// from 2000 GPUs to 384KB of SRAM

Attention Mechanism: From Math to GPU

A deep dive into the attention mechanism that powers transformers. We'll go from the intuition to the math, implement it three ways (single-head, multi-head loop, multi-head vectorized), and understand exactly how it maps to GPU memory and compute.

The Intuition: What Problem Does Attention Solve?

Before transformers, sequence models like RNNs processed tokens one at a time, carrying information through a hidden state. This created two problems: the hidden state became a bottleneck (all information had to squeeze through it), and long-range dependencies were hard to learn (gradients vanished or exploded over many steps).

Attention solves both. Instead of processing sequentially, it lets every token directly look at every other token and decide which ones are relevant. No bottleneck, no vanishing gradients over distance.

Interactive: Attention Weights Visualization

Click a token to see what it attends to. Brighter = higher attention weight.

The key insight: attention computes a weighted average of all tokens, where the weights are learned based on relevance. When encoding "sat", the model might attend strongly to "cat" (the subject) and "mat" (the location), while ignoring "the" (not informative).

This is done through three projections of each token:

The query of one token is compared against the keys of all tokens to compute attention scores. These scores determine how much of each token's value is included in the output.

The Math: Scaled Dot-Product Attention

The attention function is elegantly simple:

Attention(Q, K, V) = softmax(QKT / √dk) · V

Let's break this down step by step:

1. Compute similarity scores: QKT

The dot product between query and key vectors measures similarity. If Q and K point in the same direction, their dot product is large (high attention).

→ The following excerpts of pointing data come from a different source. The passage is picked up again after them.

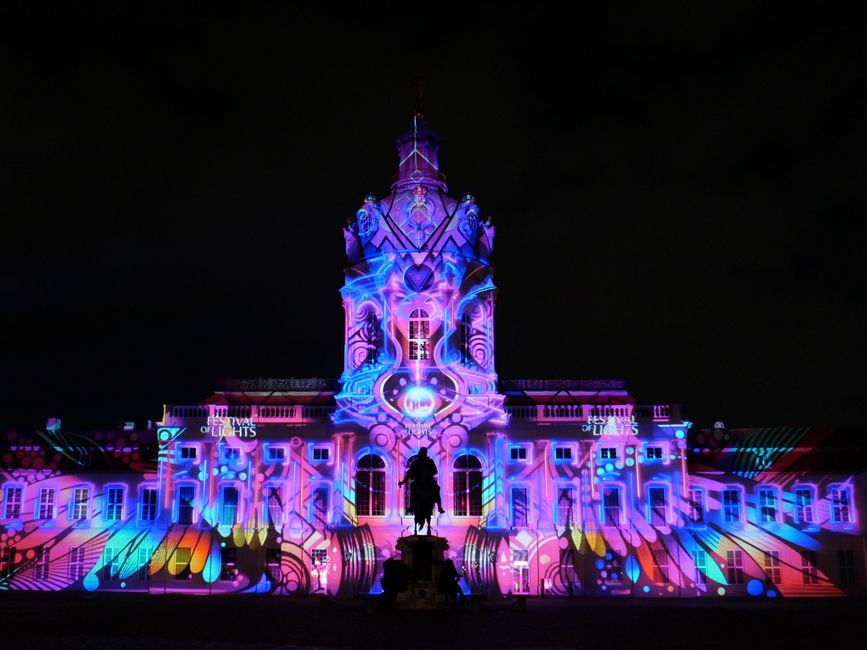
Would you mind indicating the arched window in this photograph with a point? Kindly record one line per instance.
(407, 508)
(466, 326)
(467, 483)
(419, 334)
(370, 486)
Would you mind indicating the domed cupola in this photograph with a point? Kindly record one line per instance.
(417, 150)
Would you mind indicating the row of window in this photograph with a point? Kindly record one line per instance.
(772, 565)
(768, 504)
(568, 452)
(273, 453)
(79, 505)
(370, 492)
(111, 569)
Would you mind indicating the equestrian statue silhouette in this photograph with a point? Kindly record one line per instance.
(424, 490)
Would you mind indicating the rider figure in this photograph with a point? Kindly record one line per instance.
(423, 471)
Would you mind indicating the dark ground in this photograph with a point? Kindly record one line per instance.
(39, 621)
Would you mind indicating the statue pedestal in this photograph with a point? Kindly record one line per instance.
(423, 556)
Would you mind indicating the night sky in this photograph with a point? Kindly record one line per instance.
(678, 191)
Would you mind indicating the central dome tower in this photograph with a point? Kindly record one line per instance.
(419, 301)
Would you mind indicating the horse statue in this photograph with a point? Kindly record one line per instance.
(421, 499)
(424, 490)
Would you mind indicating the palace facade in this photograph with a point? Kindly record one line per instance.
(566, 487)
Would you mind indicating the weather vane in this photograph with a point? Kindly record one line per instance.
(416, 88)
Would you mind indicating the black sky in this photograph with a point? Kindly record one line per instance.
(678, 190)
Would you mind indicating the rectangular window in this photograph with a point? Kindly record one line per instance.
(144, 563)
(228, 563)
(520, 571)
(149, 503)
(846, 563)
(370, 493)
(7, 560)
(566, 506)
(319, 505)
(76, 563)
(230, 454)
(110, 566)
(696, 505)
(657, 505)
(43, 559)
(735, 566)
(229, 511)
(12, 501)
(773, 567)
(46, 503)
(419, 335)
(275, 454)
(804, 508)
(114, 503)
(78, 507)
(841, 500)
(567, 570)
(272, 562)
(275, 505)
(808, 568)
(519, 507)
(767, 505)
(611, 505)
(731, 499)
(186, 504)
(183, 555)
(660, 564)
(700, 557)
(615, 570)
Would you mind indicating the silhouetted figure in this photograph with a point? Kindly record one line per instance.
(424, 490)
(395, 580)
(448, 584)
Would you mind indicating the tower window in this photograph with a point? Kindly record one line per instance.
(370, 486)
(419, 335)
(467, 486)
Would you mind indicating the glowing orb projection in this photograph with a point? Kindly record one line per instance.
(418, 402)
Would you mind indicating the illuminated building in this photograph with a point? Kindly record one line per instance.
(557, 487)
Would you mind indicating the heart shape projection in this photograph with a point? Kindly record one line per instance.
(418, 278)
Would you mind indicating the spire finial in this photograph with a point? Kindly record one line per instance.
(416, 89)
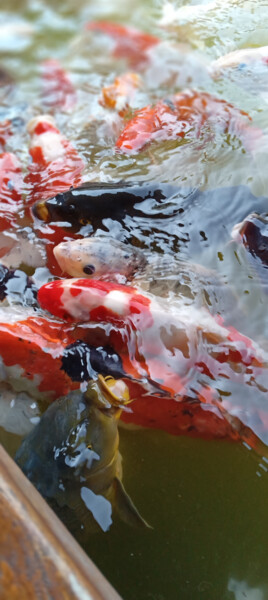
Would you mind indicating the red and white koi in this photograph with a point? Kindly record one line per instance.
(5, 132)
(130, 44)
(185, 353)
(119, 94)
(183, 116)
(58, 90)
(10, 190)
(55, 161)
(56, 165)
(31, 349)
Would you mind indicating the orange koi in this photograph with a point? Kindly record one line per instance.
(10, 190)
(119, 94)
(55, 161)
(56, 164)
(184, 354)
(31, 351)
(183, 116)
(130, 44)
(5, 132)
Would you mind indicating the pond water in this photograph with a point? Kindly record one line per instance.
(206, 500)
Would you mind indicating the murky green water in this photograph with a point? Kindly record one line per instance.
(206, 501)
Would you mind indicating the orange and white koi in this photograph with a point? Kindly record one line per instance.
(5, 132)
(186, 354)
(58, 90)
(183, 116)
(119, 94)
(130, 44)
(55, 161)
(47, 358)
(11, 183)
(56, 164)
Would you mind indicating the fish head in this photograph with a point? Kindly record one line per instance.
(76, 438)
(58, 208)
(91, 443)
(253, 233)
(98, 257)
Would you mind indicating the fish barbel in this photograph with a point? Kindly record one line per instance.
(72, 456)
(185, 352)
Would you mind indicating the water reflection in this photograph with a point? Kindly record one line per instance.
(242, 590)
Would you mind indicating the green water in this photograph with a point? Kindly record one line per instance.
(206, 501)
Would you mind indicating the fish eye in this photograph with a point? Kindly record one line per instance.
(89, 269)
(84, 222)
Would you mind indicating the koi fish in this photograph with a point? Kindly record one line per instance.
(19, 413)
(10, 190)
(17, 287)
(5, 132)
(186, 354)
(55, 161)
(253, 234)
(79, 466)
(47, 358)
(92, 202)
(6, 84)
(31, 349)
(119, 94)
(239, 59)
(182, 116)
(163, 275)
(130, 44)
(99, 256)
(58, 90)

If orthogonal, it's zero (no attention).

Step-by-Step: Attention Computation

2. Scale by √dk:

This is crucial and often glossed over. Without scaling, the dot products grow with dimension size. For high-dimensional vectors, the dot products become very large, pushing softmax into regions where gradients vanish (all attention on one token, zero on others).

Why √dk?

If Q and K have elements drawn from a distribution with variance 1, their dot product has variance dk. Dividing by √dk normalizes the variance back to 1, keeping softmax in a well-behaved region regardless of dimension.

3. Apply softmax:

Softmax converts raw scores to a probability distribution (sums to 1, all positive). This makes the attention weights interpretable and ensures the output is a proper weighted average of values.

4. Weighted sum of values:

Finally, we compute the weighted sum of value vectors. Each token's output is a blend of all values, weighted by how relevant each key was to its query.

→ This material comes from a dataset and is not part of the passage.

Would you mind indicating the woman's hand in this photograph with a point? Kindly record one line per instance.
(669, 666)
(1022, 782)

Single-Head Attention Implementation

Let's implement this in PyTorch. I'll annotate every line with tensor shapes—this is critical for understanding and debugging attention code.

import torch
import torch.nn as nn
import torch.nn.functional as F
import math

class AttentionHead(nn.Module):
    """
    Single Attention Head
    
    Computes scaled dot-product attention:
        Attention(Q, K, V) = softmax(QK^T / √d_k) V
    """
    def __init__(self, embed_dim: int, head_dim: int) -> None:
        super().__init__()
        
        self.head_dim = head_dim
        self.scale = 1.0 / math.sqrt(head_dim)  # Precompute for efficiency
        
        # Linear projections: embed_dim → head_dim
        self.W_q = nn.Linear(embed_dim, head_dim, bias=False)
        self.W_k = nn.Linear(embed_dim, head_dim, bias=False)
        self.W_v = nn.Linear(embed_dim, head_dim, bias=False)
    
    def forward(self, x: torch.Tensor, mask: torch.Tensor = None) -> torch.Tensor:
        """
        Args:
            x: Input tensor [batch, seq_len, embed_dim]
            mask: Optional attention mask
        
        Returns:
            Output tensor [batch, seq_len, head_dim]
        """
        # Project to Q, K, V
        Q = self.W_q(x)  # [B, N, embed_dim] @ [embed_dim, head_dim] → [B, N, head_dim]
        K = self.W_k(x)  # [B, N, head_dim]
        V = self.W_v(x)  # [B, N, head_dim]
        
        # Compute attention scores
        # [B, N, head_dim] @ [B, head_dim, N] → [B, N, N]
        scores = torch.matmul(Q, K.transpose(-2, -1)) * self.scale
        
        # Apply mask (for causal attention or padding)
        if mask is not None:
            scores = scores.masked_fill(mask == 0, float('-inf'))
        
        # Softmax over last dimension (keys)
        attn_weights = F.softmax(scores, dim=-1)  # [B, N, N]
        
        # Weighted sum of values
        # [B, N, N] @ [B, N, head_dim] → [B, N, head_dim]
        output = torch.matmul(attn_weights, V)
        
        return output

The tensor shape journey is:

[B, N, d] W_q [B, N, h] @ KT [B, N, N] softmax @ V [B, N, h]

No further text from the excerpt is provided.